Card draw showdown: Beravor vs Bilbo

Early in its lifecycle LOTR LCG received two Lore heroes with an inbuilt card draw ability, Beravor and Bilbo Baggins. Each performs quite differently, so let’s put these two heroes head-to-head to find out who is the card draw heavyweight.

Meet the contenders

Beravor is one of the three lore heroes included in the core deck, and her card draw ability has made her a firm favourite in the LOTR LCG community. In addition to her stellar ability Beravor is interesting for the fact that she was invented by Fantasy Flight Games to compensate for the lack of female characters in Tolkien’s written work.

Threat level: 10
Willpower: 2
Attack Strength: 2
Defence Strength: 2
Hit Points: 4
Traits: Dúnedain, Ranger
Ability: Action: Exhaust Beravor to choose a player. That player draws 2 cards. Limit once per round.

Bilbo Baggins was the first hero released after the core set and also the game’s first Hobbit hero. He has a passive card draw ability that targets the first player.

Threat Level: 9
Willpower: 1
Attack Strength: 1
Defence Strength: 2
Hit Points: 2
Traits: Hobbit
Ability: The first player draws 1 additional card in the resource phase.

Round 1: Card draw speed

Beravor: Beravor has the potential to net you an additional 2 cards per round, tripling your card draw speed. With Beravor’s assistance you can draw an entire 50 card deck in 15 rounds – not too shabby at all!
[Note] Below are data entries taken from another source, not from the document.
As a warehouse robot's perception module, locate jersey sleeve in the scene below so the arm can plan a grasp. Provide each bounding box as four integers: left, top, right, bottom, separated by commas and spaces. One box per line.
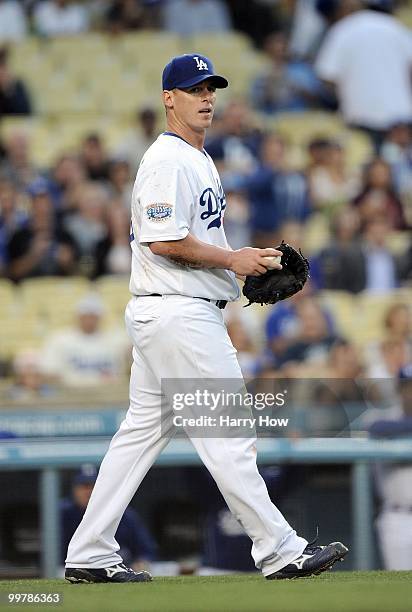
133, 165, 193, 244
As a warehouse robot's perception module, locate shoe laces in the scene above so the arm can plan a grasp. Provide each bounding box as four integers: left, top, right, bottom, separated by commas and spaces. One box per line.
303, 525, 322, 555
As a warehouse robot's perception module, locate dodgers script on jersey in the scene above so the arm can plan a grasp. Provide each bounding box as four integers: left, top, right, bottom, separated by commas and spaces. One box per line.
130, 132, 239, 301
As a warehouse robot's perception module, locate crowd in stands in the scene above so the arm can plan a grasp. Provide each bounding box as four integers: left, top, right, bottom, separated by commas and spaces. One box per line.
0, 0, 412, 389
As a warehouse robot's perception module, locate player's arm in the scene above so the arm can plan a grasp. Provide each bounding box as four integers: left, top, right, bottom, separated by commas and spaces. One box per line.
149, 234, 282, 276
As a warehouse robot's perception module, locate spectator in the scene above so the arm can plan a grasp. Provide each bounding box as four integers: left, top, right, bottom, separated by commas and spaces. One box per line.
251, 32, 323, 114
307, 139, 357, 215
33, 0, 89, 36
353, 158, 407, 230
365, 302, 412, 379
0, 0, 27, 42
7, 350, 53, 402
106, 0, 151, 34
116, 107, 157, 178
60, 464, 156, 571
317, 210, 401, 293
206, 100, 262, 181
369, 364, 412, 570
384, 302, 412, 352
108, 158, 133, 212
362, 216, 399, 293
224, 302, 259, 379
96, 203, 131, 276
42, 294, 129, 388
62, 183, 109, 278
226, 0, 281, 47
51, 154, 86, 212
0, 46, 32, 118
0, 179, 27, 274
279, 299, 338, 378
316, 0, 412, 152
82, 134, 109, 181
0, 129, 39, 190
7, 179, 75, 281
382, 123, 412, 227
163, 0, 231, 36
246, 134, 311, 248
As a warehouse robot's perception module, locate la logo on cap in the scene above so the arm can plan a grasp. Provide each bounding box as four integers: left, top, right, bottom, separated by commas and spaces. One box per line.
193, 55, 208, 70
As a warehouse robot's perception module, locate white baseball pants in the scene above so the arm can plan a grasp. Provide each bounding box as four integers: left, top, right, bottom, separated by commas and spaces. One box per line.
376, 510, 412, 570
66, 296, 307, 576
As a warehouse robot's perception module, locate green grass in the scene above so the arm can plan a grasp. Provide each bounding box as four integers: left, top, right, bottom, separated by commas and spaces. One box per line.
0, 572, 412, 612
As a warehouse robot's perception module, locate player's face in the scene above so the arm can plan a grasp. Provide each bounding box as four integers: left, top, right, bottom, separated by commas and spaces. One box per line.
166, 80, 216, 132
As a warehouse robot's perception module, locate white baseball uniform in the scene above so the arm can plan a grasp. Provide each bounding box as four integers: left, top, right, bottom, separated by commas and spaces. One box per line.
66, 132, 307, 576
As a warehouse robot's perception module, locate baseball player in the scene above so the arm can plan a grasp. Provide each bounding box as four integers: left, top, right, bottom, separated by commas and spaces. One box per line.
65, 54, 348, 582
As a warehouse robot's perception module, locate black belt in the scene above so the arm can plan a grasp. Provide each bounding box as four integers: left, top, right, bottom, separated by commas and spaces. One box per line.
147, 293, 227, 310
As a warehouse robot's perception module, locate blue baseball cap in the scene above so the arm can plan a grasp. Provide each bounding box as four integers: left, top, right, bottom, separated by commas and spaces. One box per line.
162, 53, 229, 91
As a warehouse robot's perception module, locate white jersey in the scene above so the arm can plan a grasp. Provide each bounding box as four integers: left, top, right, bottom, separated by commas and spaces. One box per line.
315, 11, 412, 129
130, 132, 239, 301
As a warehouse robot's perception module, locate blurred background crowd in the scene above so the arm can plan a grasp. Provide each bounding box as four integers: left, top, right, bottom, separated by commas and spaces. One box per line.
0, 0, 412, 392
0, 0, 412, 580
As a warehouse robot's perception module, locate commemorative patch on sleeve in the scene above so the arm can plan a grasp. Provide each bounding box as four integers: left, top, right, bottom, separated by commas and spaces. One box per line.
145, 202, 173, 223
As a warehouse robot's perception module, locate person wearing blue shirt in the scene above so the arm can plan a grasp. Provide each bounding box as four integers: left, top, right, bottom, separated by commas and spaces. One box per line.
60, 465, 156, 571
245, 134, 312, 246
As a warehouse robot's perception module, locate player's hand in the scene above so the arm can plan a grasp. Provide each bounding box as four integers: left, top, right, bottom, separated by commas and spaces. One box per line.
229, 247, 282, 276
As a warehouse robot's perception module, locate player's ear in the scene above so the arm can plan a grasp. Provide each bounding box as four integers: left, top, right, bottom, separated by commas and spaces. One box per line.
163, 89, 173, 108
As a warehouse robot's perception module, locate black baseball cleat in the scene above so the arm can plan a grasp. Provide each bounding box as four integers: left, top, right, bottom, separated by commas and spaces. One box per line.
266, 542, 349, 580
64, 563, 152, 584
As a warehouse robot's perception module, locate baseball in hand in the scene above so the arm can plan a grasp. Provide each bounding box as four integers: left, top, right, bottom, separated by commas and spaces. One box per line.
265, 255, 282, 270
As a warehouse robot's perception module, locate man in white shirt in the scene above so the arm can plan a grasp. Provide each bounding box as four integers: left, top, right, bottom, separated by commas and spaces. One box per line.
315, 0, 412, 150
65, 54, 348, 583
33, 0, 90, 36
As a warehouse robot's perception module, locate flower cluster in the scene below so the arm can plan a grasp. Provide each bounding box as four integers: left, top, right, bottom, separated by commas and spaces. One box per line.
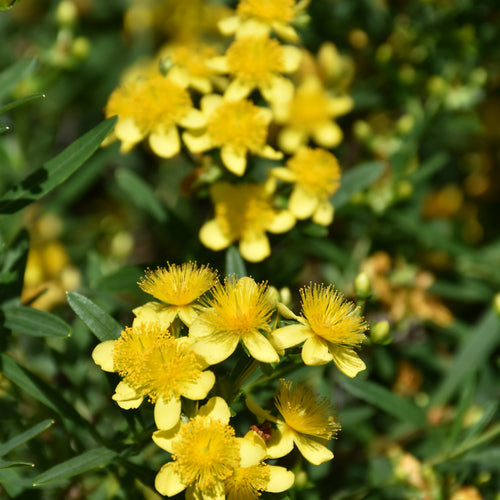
92, 262, 366, 500
105, 0, 353, 262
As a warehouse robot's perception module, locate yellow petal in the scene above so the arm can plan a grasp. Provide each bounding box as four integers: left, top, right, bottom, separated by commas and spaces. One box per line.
179, 371, 215, 401
331, 346, 366, 378
199, 219, 234, 251
266, 210, 295, 233
92, 340, 116, 372
242, 332, 280, 363
224, 78, 254, 101
313, 122, 344, 148
269, 322, 313, 349
149, 125, 181, 158
266, 465, 295, 493
266, 425, 294, 458
179, 108, 207, 128
154, 396, 181, 430
295, 433, 333, 465
312, 201, 334, 226
220, 144, 247, 176
155, 462, 187, 497
182, 131, 214, 153
302, 335, 332, 366
198, 396, 231, 424
238, 232, 271, 262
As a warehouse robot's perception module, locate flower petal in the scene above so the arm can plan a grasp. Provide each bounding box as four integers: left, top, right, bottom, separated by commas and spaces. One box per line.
179, 371, 215, 401
330, 346, 366, 378
154, 396, 181, 430
295, 433, 333, 465
155, 462, 187, 497
266, 465, 295, 493
269, 322, 313, 349
242, 332, 280, 363
199, 219, 233, 251
238, 232, 271, 262
92, 340, 116, 372
149, 125, 181, 158
302, 335, 333, 366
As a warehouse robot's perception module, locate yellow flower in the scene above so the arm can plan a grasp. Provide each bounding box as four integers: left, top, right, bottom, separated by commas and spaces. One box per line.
246, 379, 340, 465
270, 284, 367, 377
105, 71, 205, 158
92, 323, 215, 429
189, 277, 279, 365
200, 182, 295, 262
134, 262, 216, 327
225, 431, 295, 500
275, 76, 353, 154
153, 397, 240, 500
273, 148, 340, 226
219, 0, 310, 42
182, 94, 283, 175
207, 35, 302, 104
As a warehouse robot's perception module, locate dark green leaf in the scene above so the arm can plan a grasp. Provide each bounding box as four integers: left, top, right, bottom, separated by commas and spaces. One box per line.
0, 93, 45, 114
0, 59, 36, 101
332, 161, 384, 209
67, 292, 123, 342
226, 246, 248, 278
116, 168, 167, 222
0, 420, 54, 457
4, 306, 71, 337
0, 117, 116, 214
341, 378, 426, 427
33, 447, 117, 486
431, 310, 500, 405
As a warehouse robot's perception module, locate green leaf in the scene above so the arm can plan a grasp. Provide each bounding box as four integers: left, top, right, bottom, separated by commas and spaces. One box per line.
0, 354, 92, 429
341, 378, 427, 427
331, 161, 384, 209
0, 420, 54, 457
226, 246, 248, 278
66, 292, 123, 342
431, 310, 500, 405
3, 306, 71, 337
33, 447, 118, 486
0, 93, 45, 115
116, 168, 167, 222
0, 59, 36, 101
0, 117, 116, 214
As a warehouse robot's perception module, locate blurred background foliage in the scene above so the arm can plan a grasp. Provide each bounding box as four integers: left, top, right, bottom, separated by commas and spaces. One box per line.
0, 0, 500, 500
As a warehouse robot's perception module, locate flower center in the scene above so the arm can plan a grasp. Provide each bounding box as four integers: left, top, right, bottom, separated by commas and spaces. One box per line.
139, 262, 215, 306
226, 36, 285, 86
238, 0, 295, 23
287, 148, 340, 200
172, 416, 239, 490
300, 284, 367, 346
275, 379, 339, 440
225, 464, 271, 500
208, 101, 267, 153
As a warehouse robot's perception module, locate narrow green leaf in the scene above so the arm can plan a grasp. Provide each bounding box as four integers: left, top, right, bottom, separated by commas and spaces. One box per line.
66, 292, 123, 342
116, 168, 167, 222
0, 59, 36, 100
0, 93, 45, 115
226, 246, 248, 278
33, 447, 118, 486
3, 306, 71, 337
0, 117, 116, 214
331, 161, 384, 209
341, 378, 426, 427
431, 310, 500, 405
0, 420, 54, 457
0, 459, 34, 469
0, 354, 90, 427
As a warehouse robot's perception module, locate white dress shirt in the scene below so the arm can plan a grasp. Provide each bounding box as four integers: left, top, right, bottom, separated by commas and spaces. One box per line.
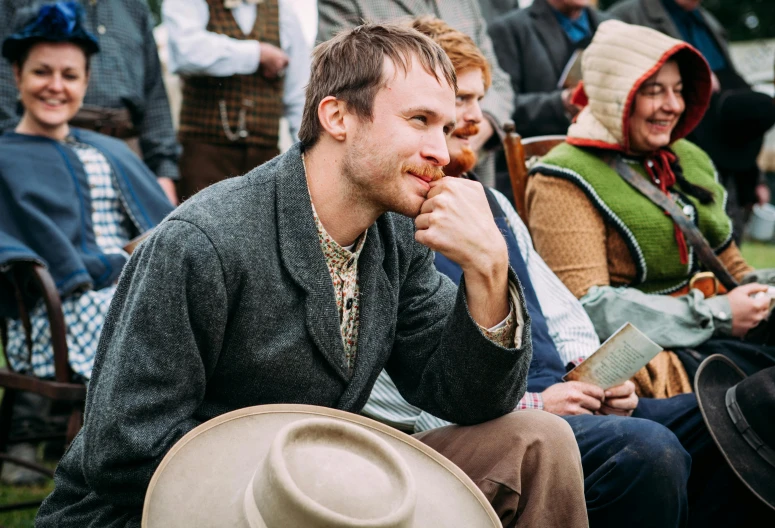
162, 0, 310, 140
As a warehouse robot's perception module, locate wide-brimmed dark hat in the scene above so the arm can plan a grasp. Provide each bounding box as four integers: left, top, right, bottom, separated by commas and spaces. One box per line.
694, 354, 775, 509
3, 2, 100, 62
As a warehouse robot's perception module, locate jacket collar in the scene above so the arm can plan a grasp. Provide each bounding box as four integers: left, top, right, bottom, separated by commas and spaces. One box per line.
276, 143, 392, 382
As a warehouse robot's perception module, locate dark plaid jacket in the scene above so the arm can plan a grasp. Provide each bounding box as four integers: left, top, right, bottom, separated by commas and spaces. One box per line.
179, 0, 283, 147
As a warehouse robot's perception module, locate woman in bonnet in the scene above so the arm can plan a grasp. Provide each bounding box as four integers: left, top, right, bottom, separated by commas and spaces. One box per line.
527, 21, 775, 397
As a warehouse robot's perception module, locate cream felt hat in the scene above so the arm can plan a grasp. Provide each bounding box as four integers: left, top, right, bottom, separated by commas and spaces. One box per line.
142, 405, 501, 528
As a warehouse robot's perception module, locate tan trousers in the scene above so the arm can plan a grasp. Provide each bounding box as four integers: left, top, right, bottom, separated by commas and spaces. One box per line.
177, 141, 280, 202
415, 411, 589, 528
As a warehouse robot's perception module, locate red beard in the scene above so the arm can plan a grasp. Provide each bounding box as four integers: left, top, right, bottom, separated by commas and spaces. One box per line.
401, 163, 444, 181
444, 147, 477, 176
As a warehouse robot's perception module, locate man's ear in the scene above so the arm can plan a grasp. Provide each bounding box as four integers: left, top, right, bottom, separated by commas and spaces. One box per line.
318, 95, 347, 141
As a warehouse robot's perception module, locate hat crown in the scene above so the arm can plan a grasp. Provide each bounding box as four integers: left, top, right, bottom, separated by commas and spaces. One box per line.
32, 2, 79, 38
2, 1, 100, 62
735, 368, 775, 449
245, 418, 416, 528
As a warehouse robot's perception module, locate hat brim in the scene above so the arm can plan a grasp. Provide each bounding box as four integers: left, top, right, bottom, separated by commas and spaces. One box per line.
695, 354, 775, 509
142, 405, 501, 528
2, 35, 100, 63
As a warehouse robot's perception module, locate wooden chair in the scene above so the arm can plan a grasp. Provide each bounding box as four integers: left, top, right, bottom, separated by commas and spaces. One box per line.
0, 262, 86, 511
503, 121, 565, 225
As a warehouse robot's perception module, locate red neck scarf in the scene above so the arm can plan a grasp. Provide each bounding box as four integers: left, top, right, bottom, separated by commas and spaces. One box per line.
643, 149, 689, 265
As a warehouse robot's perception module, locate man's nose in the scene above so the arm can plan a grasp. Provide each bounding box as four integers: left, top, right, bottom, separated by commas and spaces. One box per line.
462, 102, 484, 125
420, 127, 449, 167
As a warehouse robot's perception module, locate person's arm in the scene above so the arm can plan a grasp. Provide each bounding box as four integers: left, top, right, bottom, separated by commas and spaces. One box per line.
527, 174, 732, 348
385, 217, 531, 425
136, 8, 179, 188
280, 2, 310, 140
489, 17, 570, 136
162, 0, 261, 77
316, 0, 363, 43
498, 189, 600, 364
80, 220, 229, 521
581, 286, 732, 349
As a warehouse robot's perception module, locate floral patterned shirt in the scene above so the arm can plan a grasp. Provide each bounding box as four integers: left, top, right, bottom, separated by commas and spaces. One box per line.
312, 200, 522, 374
Bilbo: Bilbo’s more modest ability means that it will take him 22 rounds to work through a 50 card deck. Like Beravor, his ability is limited to one use each round.

Winner: Beravor

Round 2: Card draw reliability

Beravor: The drawback to Beravor’s ability is that she must exhaust to use it, so you have to forego her card draw ability in order to use her for questing or combat. One way around this shortcoming is with readying effects such as Unexpected Courage, but that takes up extra slots in your deck and depends on drawing the effect to begin with.

Bilbo: Because Bilbo has a passive card draw ability he does not need to exhaust to trigger it, it just happens. Provided there are no encounter or quest effects suppressing his ability to draw cards Bilbo will snag an extra card every round regardless of how else you use him.

Winner: Bilbo

Round 3: Multiplayer utility

Beravor: Beravor lets her controller choose which player draws cards, so her ability can be used to benefit the player who needs it most. This makes her very powerful in a multiplayer context without compromising her utility in solo games.

Bilbo: Because Bilbo always draws an additional card for the first player his ability can’t be directed to a specific player, which dilutes his utility in multiplayer games. For this reason Bilbo seems to be more popular with solo players.

Winner: Beravor

Round 4: Synergy

Let’s crunch the numbers to find out which of our contenders has the best trait synergy. My knowledge of the card pool is limited to the Dwarrowdelf cycle and earlier, so I have used RingsDB card ratings to estimate the relative popularity of synergistic cards.

Beravor: Beravor has the Dúnedain and Ranger traits, which first got some love in the Heirs of Numenor expansion and have continued to grow in power as the game evolves. Currently there are 26 cards that have synergy with either the Dúnedain or Ranger trait, with an average RingsDB rating of 2.3. A poll conducted by Dan Poage (AKA Beorn) ranked Dúnedain one of the most popular traits in the modern game.

Bilbo: Bilbo is of course a Hobbit, a trait that made an appearance early in the game’s lifecycle which makes it very friendly to new players. There are currently 25 cards that have Hobbit synergy, with an average RingsDB rating of 2.04.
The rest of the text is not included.